The repository mainly contains three folders: tool, test and evaluation. We briefly introduce each folder under ${ROOT_DIR} (if you install by using docker, the root folder of the artifact would be ${ROOT_DIR}):

clang+llvm: Pre-Built Binaries of LLVM 10.0. These binaries include Clang, LLD, compiler-rt, various LLVM tools, etc.
tools: Root directory for PERIOD tool and scripts.
- DBDS: The code about our proposed periodical scheduling method that can systematically explore the thread interleaving.
- staticanalysis: The scripts of static analysis, which aim to find key points that used to be scheduled during testing. It also contains the codes about instrumentation.
- SVF: Third-party libraries project SVF, which provides interprocedural dependence analysis for LLVM-based languages. SVF is able to perform pointer alias analysis, memory SSA form construction, value-flow tracking for program variables.
- wllvm: Third-party libraries project WLLVM, which provides tools for building whole-program (or whole-library) LLVM bitcode files from an unmodified C or C++ source package.
test: Some simple examples that are easy to understand. These examples could also be used to check the installation.
evaluation: Root for benchmark directories. The ConVul-CVE-Benchmarks correspond to the 10 programs used in Table. 1 in our paper. Other folders contain the 36 programs used in Table. 2 in our paper. We provide scripts for each program for easy installation.
- ConVul-CVE-Benchmarks: 10 programs correspond to a real-world CVE.
- CB: Test cases for real applications.
- CS: Small test cases and some small programs.
- Chess: Test cases for several versions of a work-stealing queue.
- Inspect_benchmarks: Small test cases and some small programs.
- RADBench: Tests cases for real applications.
- SafeStack: Test case for lock-free stack and a debugging library test case.
- Splash2: Parallel workloads.

Tool

The easiest way to use PERIOD is to use Docker. We strongly recommend installing and running our tool based on Docker.

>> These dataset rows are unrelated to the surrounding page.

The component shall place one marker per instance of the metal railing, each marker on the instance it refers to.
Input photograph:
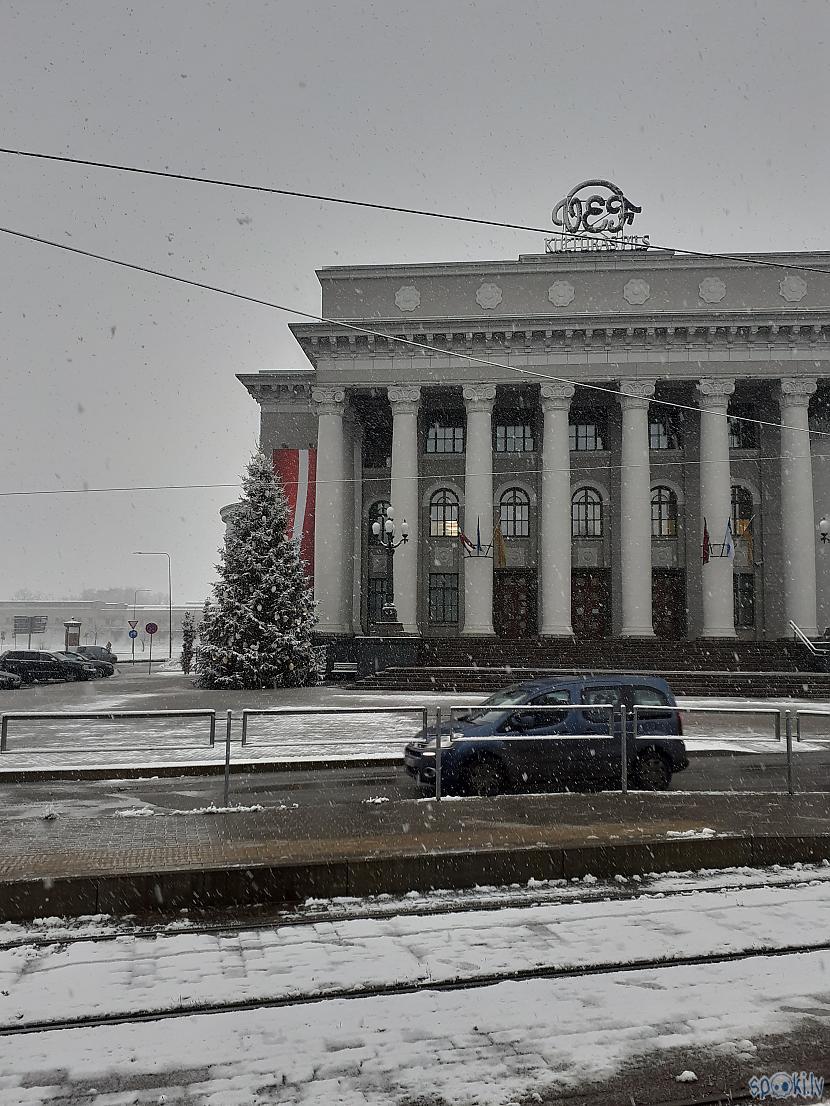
(818, 649)
(773, 712)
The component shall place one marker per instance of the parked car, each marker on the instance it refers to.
(37, 666)
(501, 747)
(9, 681)
(97, 653)
(102, 667)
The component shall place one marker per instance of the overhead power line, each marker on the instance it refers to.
(392, 337)
(576, 470)
(386, 207)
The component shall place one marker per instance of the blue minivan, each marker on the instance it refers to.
(511, 742)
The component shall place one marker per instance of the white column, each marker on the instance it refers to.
(332, 545)
(405, 500)
(635, 519)
(798, 521)
(554, 525)
(478, 507)
(718, 612)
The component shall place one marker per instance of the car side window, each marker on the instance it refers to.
(650, 697)
(550, 698)
(609, 696)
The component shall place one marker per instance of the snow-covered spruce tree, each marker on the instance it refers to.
(257, 629)
(188, 636)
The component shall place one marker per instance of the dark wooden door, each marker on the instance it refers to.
(668, 603)
(514, 603)
(590, 603)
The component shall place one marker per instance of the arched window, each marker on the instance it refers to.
(587, 513)
(444, 514)
(743, 511)
(376, 513)
(664, 512)
(515, 513)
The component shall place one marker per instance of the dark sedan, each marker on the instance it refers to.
(102, 667)
(564, 732)
(37, 666)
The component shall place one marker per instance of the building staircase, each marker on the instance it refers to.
(704, 667)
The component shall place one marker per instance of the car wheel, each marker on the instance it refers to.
(652, 771)
(484, 778)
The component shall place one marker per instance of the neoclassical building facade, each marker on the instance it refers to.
(581, 444)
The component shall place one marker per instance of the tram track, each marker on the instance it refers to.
(401, 908)
(469, 982)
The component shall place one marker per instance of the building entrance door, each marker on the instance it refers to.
(590, 603)
(514, 603)
(668, 603)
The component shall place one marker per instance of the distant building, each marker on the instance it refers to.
(100, 623)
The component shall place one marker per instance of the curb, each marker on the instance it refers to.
(288, 884)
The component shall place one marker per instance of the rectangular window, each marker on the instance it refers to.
(514, 438)
(663, 434)
(587, 432)
(376, 597)
(744, 594)
(443, 597)
(743, 435)
(445, 438)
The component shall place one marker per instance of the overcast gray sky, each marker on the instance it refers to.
(713, 116)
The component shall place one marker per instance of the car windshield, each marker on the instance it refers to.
(508, 697)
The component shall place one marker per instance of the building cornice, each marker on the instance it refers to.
(782, 330)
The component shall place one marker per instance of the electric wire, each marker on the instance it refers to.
(393, 337)
(574, 470)
(89, 163)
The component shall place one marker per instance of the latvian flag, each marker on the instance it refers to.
(297, 469)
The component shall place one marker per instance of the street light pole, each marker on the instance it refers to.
(169, 594)
(387, 531)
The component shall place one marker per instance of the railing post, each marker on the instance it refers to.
(227, 759)
(437, 752)
(788, 721)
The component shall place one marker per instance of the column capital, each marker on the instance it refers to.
(328, 399)
(714, 393)
(557, 396)
(635, 394)
(479, 397)
(796, 390)
(404, 398)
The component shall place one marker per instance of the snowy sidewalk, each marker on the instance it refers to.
(507, 1043)
(135, 974)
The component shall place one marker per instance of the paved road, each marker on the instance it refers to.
(89, 799)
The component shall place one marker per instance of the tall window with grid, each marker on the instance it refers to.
(664, 513)
(443, 597)
(444, 514)
(587, 513)
(514, 438)
(515, 513)
(445, 437)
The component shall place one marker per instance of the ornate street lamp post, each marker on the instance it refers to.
(385, 534)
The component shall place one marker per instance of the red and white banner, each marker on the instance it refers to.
(297, 469)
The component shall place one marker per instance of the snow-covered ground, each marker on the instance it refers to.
(498, 1044)
(147, 742)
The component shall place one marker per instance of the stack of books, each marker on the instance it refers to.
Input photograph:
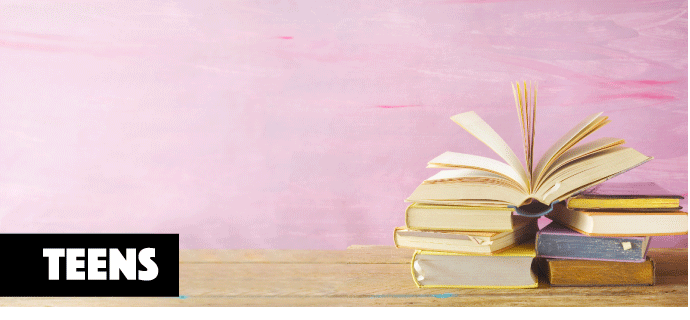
(469, 247)
(461, 220)
(601, 237)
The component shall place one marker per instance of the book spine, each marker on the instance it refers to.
(562, 246)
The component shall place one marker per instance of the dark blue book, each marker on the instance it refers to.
(557, 241)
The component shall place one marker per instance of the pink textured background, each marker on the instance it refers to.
(304, 124)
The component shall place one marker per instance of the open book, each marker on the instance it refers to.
(562, 171)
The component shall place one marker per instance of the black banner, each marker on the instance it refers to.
(89, 265)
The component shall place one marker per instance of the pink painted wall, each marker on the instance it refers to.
(304, 124)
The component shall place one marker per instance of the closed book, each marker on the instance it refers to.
(597, 273)
(643, 196)
(509, 269)
(557, 241)
(621, 223)
(458, 218)
(467, 241)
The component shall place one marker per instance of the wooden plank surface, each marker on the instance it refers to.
(366, 276)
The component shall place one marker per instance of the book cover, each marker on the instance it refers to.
(467, 241)
(509, 269)
(557, 241)
(621, 223)
(597, 273)
(458, 218)
(626, 195)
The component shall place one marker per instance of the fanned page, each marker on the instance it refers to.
(526, 105)
(471, 122)
(579, 152)
(461, 160)
(579, 132)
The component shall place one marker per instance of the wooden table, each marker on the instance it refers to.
(366, 276)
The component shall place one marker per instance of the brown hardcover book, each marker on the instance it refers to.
(597, 273)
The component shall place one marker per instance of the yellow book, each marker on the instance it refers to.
(510, 269)
(458, 218)
(626, 196)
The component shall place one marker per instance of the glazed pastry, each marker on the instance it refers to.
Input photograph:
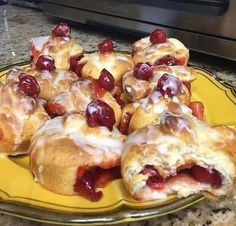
(51, 82)
(182, 155)
(115, 63)
(141, 81)
(20, 116)
(69, 157)
(60, 46)
(157, 49)
(81, 93)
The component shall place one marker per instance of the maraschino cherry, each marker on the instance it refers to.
(158, 36)
(28, 85)
(99, 113)
(106, 80)
(143, 71)
(45, 62)
(105, 46)
(169, 85)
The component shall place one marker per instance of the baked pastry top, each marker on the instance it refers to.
(167, 51)
(69, 138)
(20, 116)
(59, 45)
(50, 82)
(181, 155)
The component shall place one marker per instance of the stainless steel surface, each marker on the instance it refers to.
(210, 33)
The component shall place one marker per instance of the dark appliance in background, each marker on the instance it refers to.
(203, 25)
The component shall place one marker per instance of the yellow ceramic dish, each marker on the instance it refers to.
(22, 196)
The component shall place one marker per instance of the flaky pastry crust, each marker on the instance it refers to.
(65, 143)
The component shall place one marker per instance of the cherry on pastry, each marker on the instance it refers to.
(105, 46)
(106, 80)
(45, 62)
(158, 36)
(99, 113)
(61, 30)
(143, 71)
(28, 85)
(75, 64)
(167, 60)
(169, 85)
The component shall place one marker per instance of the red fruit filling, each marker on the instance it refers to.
(55, 109)
(99, 113)
(106, 46)
(75, 64)
(143, 71)
(158, 36)
(45, 62)
(198, 173)
(169, 85)
(106, 80)
(124, 123)
(61, 30)
(28, 85)
(167, 60)
(88, 180)
(197, 108)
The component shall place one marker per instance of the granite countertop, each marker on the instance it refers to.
(18, 25)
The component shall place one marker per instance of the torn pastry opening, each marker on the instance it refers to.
(88, 180)
(189, 173)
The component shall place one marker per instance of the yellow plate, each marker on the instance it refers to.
(22, 196)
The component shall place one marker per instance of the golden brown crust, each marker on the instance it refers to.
(81, 93)
(20, 117)
(178, 141)
(137, 88)
(145, 51)
(50, 83)
(59, 48)
(66, 143)
(116, 63)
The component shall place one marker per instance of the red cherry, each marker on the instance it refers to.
(99, 113)
(105, 46)
(167, 60)
(75, 64)
(85, 185)
(169, 85)
(143, 71)
(28, 85)
(106, 80)
(158, 36)
(61, 30)
(150, 171)
(155, 182)
(205, 176)
(45, 62)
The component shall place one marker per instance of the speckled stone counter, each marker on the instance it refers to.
(18, 25)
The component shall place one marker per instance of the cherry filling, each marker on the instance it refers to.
(198, 173)
(88, 180)
(124, 123)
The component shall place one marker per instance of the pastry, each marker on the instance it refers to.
(181, 155)
(115, 63)
(20, 116)
(80, 94)
(69, 156)
(157, 49)
(59, 45)
(141, 81)
(51, 81)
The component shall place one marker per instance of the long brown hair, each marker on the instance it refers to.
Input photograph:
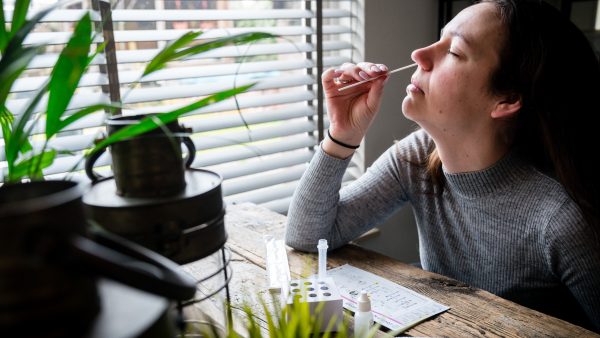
(550, 63)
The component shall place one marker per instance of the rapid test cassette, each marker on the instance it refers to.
(316, 291)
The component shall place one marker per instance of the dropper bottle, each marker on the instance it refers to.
(363, 317)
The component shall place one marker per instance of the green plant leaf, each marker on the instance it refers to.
(32, 166)
(16, 57)
(11, 66)
(84, 112)
(6, 121)
(19, 14)
(171, 54)
(3, 32)
(150, 123)
(16, 38)
(166, 55)
(67, 73)
(19, 142)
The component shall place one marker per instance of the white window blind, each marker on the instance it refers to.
(261, 163)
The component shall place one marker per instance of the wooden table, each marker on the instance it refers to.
(473, 312)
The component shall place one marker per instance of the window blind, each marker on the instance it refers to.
(261, 141)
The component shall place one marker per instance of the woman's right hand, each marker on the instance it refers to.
(351, 111)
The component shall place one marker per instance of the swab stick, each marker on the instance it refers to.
(371, 79)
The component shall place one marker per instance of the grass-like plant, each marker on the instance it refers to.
(26, 162)
(294, 320)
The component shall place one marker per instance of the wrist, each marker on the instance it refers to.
(335, 150)
(342, 143)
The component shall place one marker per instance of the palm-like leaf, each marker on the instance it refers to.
(66, 74)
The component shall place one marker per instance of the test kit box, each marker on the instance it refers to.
(316, 291)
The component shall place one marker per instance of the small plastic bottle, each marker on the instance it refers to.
(363, 317)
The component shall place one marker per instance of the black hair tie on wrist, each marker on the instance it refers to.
(340, 142)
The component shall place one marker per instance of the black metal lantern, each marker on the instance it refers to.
(183, 223)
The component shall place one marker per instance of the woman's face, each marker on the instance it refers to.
(449, 94)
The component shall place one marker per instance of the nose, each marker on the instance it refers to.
(423, 57)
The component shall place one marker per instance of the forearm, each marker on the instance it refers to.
(313, 209)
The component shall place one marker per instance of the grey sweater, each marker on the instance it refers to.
(508, 229)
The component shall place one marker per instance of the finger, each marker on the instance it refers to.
(376, 93)
(371, 69)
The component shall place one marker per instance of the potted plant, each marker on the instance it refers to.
(41, 222)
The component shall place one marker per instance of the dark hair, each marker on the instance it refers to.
(550, 63)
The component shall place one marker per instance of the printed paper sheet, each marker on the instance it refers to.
(393, 305)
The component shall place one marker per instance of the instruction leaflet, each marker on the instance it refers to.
(393, 305)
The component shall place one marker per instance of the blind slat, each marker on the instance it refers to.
(145, 55)
(127, 77)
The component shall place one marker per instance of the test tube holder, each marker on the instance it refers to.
(316, 291)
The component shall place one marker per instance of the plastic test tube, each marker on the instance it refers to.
(322, 247)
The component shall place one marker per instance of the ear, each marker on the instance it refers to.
(507, 107)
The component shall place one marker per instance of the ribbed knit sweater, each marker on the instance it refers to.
(507, 229)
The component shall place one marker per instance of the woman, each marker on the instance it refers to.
(498, 176)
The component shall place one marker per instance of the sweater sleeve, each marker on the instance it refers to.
(320, 209)
(573, 254)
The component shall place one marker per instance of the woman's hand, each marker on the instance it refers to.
(351, 111)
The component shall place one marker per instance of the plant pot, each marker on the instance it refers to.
(147, 165)
(49, 266)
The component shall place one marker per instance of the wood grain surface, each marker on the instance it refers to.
(473, 312)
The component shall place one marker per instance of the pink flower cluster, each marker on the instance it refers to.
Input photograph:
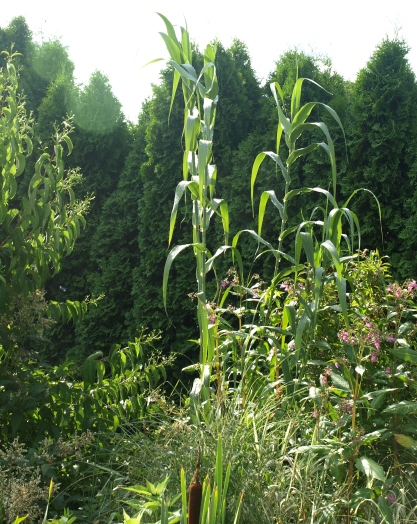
(408, 289)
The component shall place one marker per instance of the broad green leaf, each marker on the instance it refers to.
(168, 263)
(179, 191)
(370, 468)
(266, 195)
(405, 407)
(303, 113)
(301, 152)
(340, 382)
(405, 441)
(404, 353)
(256, 165)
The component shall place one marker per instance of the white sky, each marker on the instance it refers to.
(120, 36)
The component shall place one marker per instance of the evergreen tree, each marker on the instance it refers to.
(382, 144)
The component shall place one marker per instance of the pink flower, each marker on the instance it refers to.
(285, 286)
(345, 336)
(412, 286)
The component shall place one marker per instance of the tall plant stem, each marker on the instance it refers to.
(284, 221)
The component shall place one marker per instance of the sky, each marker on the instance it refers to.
(120, 37)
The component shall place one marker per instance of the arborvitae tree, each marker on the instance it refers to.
(382, 145)
(100, 148)
(18, 35)
(114, 248)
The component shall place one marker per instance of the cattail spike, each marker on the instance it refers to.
(195, 493)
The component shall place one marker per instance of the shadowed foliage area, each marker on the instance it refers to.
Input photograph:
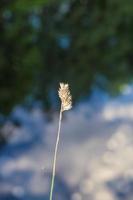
(86, 43)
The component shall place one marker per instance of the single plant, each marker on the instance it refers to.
(66, 104)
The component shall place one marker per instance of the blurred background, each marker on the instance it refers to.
(87, 43)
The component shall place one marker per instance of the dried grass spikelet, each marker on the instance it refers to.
(66, 104)
(65, 96)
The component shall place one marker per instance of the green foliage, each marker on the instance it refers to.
(87, 43)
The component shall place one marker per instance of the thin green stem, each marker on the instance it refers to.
(55, 156)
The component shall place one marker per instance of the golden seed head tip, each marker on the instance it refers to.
(65, 96)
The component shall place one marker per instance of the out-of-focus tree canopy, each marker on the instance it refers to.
(86, 43)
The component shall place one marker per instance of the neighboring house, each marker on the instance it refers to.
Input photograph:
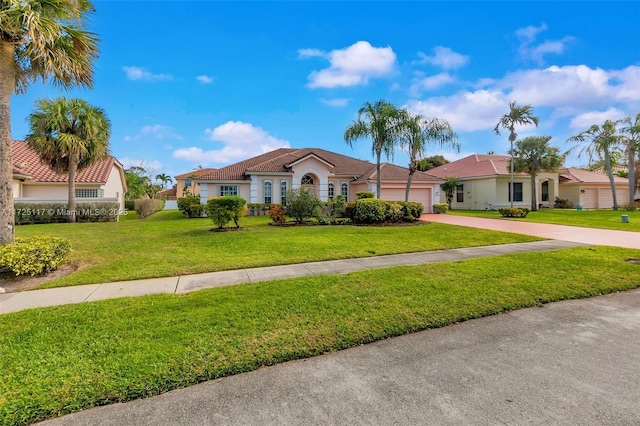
(484, 185)
(35, 182)
(267, 177)
(186, 182)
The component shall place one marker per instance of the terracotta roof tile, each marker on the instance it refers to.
(28, 162)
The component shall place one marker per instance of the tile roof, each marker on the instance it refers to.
(475, 165)
(194, 173)
(278, 161)
(27, 162)
(573, 175)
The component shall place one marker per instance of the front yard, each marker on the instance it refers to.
(604, 219)
(167, 244)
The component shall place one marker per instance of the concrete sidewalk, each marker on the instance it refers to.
(13, 302)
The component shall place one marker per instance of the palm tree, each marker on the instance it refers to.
(38, 39)
(70, 135)
(164, 178)
(417, 132)
(631, 140)
(533, 155)
(380, 123)
(604, 142)
(519, 115)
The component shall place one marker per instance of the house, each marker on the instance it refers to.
(35, 182)
(267, 177)
(186, 182)
(485, 181)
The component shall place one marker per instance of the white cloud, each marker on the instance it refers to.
(239, 141)
(529, 50)
(150, 166)
(155, 131)
(137, 73)
(336, 102)
(444, 57)
(351, 66)
(205, 79)
(587, 119)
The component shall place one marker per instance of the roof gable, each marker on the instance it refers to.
(28, 162)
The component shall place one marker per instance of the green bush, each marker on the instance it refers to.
(370, 210)
(440, 208)
(278, 214)
(147, 207)
(364, 194)
(222, 210)
(190, 206)
(301, 203)
(38, 213)
(513, 212)
(34, 255)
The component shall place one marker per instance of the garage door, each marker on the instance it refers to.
(416, 195)
(590, 199)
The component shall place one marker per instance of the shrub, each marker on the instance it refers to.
(393, 212)
(34, 255)
(222, 210)
(370, 210)
(440, 208)
(190, 206)
(513, 212)
(563, 203)
(364, 194)
(278, 214)
(301, 203)
(147, 207)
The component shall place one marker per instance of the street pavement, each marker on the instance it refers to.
(568, 363)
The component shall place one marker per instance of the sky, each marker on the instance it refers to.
(189, 84)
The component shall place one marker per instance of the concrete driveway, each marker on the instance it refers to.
(603, 237)
(568, 363)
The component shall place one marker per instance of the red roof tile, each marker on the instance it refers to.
(27, 162)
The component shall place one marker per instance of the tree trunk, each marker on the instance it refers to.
(534, 199)
(607, 166)
(72, 187)
(7, 86)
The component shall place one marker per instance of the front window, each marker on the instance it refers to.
(517, 191)
(267, 192)
(228, 190)
(283, 192)
(460, 193)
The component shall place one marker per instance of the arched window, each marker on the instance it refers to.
(283, 192)
(267, 192)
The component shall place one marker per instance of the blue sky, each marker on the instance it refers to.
(208, 83)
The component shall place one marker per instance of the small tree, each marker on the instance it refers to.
(301, 203)
(449, 188)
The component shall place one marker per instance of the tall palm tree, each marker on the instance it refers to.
(416, 133)
(533, 155)
(519, 115)
(603, 142)
(38, 39)
(70, 135)
(631, 141)
(380, 122)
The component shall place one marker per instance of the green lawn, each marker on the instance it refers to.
(167, 244)
(605, 219)
(63, 359)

If you really want to install the tool in your host system, please see INSTALL.md for more detail.

Requirements

Hardware Requirements: Please use workstations/PC with multi-core processors, as PERIOD is a concurrency testing tool
Operating System: >= Ubuntu 18.04 LTS (Requires kernel version >= 4.x due to the scheduling policy)
Docker: The only requirement is to install Docker (version higher than 18.09.7). You can use the command sudo apt-get install docker.io to install the docker on your Linux machine. (If you have any questions on docker, you can see Docker's Documentation).

Installing

Add period:latest image on your system. There are two ways of doing this:
- docker pull wcventure/period:stable && docker tag wcventure/period:stable period:latest
- Alternatively, you can build your own image with sudo docker build -t period:latest --no-cache ./

Running on Docker

Running a privileged container
- sudo docker run --privileged -it period:latest /bin/bash
- Then you will start a docker container and enter the configured environment of PERIOD.

Test

Before you use PERIOD, we suggest that you first use those simple examples provided by us to confirm whether the tool can work normally. In the following, we use the examples in the test folder to explain how to use the tool.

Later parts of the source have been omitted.